Au CR Belouizdad, la crise sportive s’accompagne désormais d’un bras de fer institutionnel. Contesté pour ses résultats et ciblé par les supporters, Sead Ramovic campe sur ses positions et refuse toute séparation sans contrepartie financière majeure, plongeant le Chabab dans une situation délicate.

L’entraîneur en chef du CR Belouizdad, Sead Ramovic, a récemment rencontré le président du conseil d’administration, Badreddine Behloul, afin d’évoquer son avenir à la tête de l’équipe. Cette réunion, longtemps reportée, devait permettre de trouver une issue à une situation devenue pesante, en raison de résultats jugés insuffisants et d’un niveau de jeu loin des attentes d’un club habitué à jouer les premiers rôles.

Lors de cet entretien, le technicien a clairement affiché sa position. Pour quitter ses fonctions, Ramovic exige le paiement de deux années de salaire. Une demande lourde de conséquences, qui confirme la volonté du coach de ne pas partir à l’amiable et de s’accrocher à un contrat courant jusqu’en 2028. Une sortie inattendue pour les dirigeants, qui espéraient une solution négociée et financièrement supportable. Cette exigence complique considérablement la tâche de la direction.

Malgré les discussions engagées, le fossé reste important entre les attentes du coach et les capacités, ou la volonté, du club à satisfaire une telle demande. Les échanges devraient toutefois se poursuivre dans les prochains jours, le CRB cherchant une porte de sortie qui lui éviterait de lourdes pertes financières. Sur le plan sportif, la situation n’est guère plus rassurante. Doté de moyens importants et d’un effectif riche en joueurs de qualité, le Chabab peine à trouver de la régularité. Distancée en championnat, l’équipe inquiète davantage par son contenu que par son classement. Ce constat alimente la frustration des supporters et accentue la pression autour du staff technique.

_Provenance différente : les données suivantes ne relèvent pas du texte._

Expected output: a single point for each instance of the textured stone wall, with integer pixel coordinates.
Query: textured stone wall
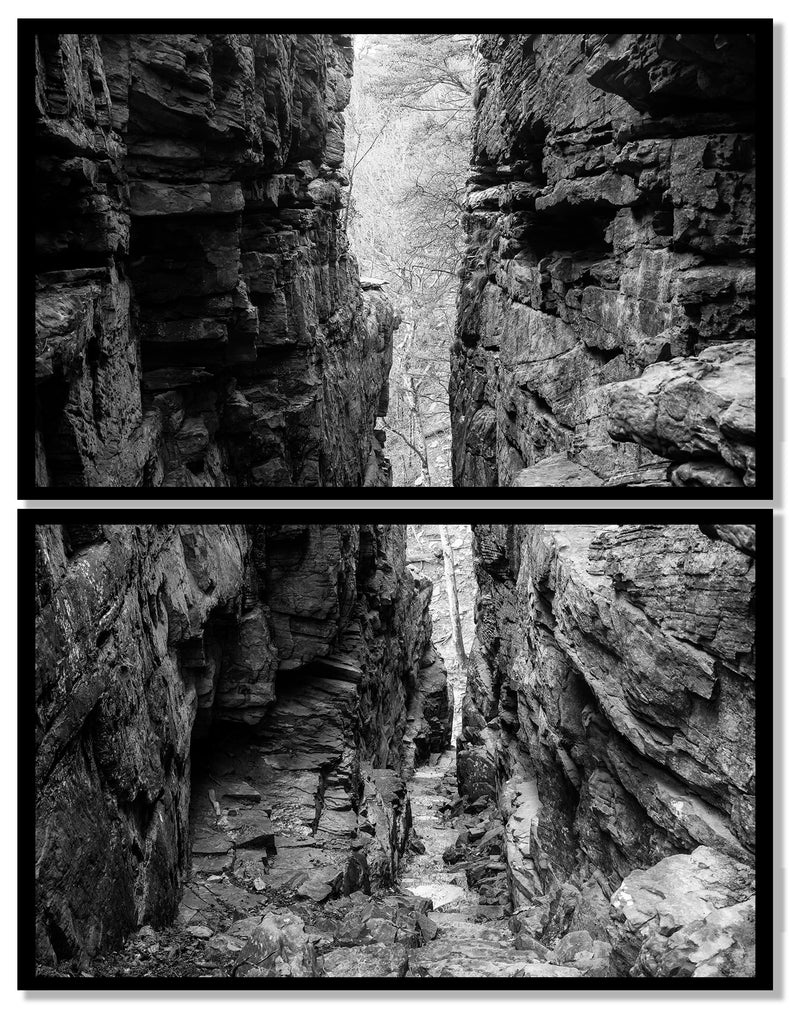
(606, 314)
(200, 320)
(610, 711)
(148, 637)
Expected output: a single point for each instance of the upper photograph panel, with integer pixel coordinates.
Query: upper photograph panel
(343, 260)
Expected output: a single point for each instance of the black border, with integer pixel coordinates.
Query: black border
(762, 28)
(29, 519)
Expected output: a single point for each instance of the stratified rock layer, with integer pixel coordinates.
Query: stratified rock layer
(610, 712)
(312, 644)
(606, 315)
(200, 320)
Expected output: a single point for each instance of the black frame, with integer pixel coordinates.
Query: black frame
(764, 610)
(766, 451)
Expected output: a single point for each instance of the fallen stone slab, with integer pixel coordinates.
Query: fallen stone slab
(379, 961)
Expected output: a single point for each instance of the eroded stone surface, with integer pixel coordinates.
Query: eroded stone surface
(243, 694)
(610, 247)
(200, 317)
(610, 713)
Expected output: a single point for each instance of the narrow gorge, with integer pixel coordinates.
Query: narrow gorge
(246, 766)
(201, 321)
(607, 311)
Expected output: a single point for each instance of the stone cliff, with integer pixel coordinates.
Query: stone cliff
(200, 320)
(610, 715)
(606, 315)
(247, 699)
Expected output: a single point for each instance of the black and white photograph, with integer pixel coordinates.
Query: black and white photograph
(475, 256)
(330, 753)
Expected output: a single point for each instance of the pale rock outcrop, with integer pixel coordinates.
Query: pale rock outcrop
(610, 263)
(199, 315)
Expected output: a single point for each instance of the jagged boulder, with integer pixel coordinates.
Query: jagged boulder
(689, 915)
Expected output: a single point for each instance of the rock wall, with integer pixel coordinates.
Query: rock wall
(606, 314)
(200, 320)
(311, 644)
(610, 712)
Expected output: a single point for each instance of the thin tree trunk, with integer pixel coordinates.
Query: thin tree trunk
(451, 593)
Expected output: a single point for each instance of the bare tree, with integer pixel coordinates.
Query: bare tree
(451, 594)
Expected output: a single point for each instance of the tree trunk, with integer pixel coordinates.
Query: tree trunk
(451, 593)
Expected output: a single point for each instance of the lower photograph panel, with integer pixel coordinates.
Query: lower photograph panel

Interrogé en conférence de presse sur son avenir, Sead Ramovic a tenu à clarifier sa position. Le coach a affirmé qu’il n’avait aucune intention de quitter son poste et qu’il se sentait prêt à affronter la tempête. « Dans la vie, il y a toujours des situations qui imposent soit l’abandon ou le combat. Dans mon cas, je me bats toujours et je n’abandonne jamais lorsque les temps sont durs », a-t-il déclaré, tout en réaffirmant sa confiance en son groupe et sa détermination à défendre ses joueurs jusqu’au bout.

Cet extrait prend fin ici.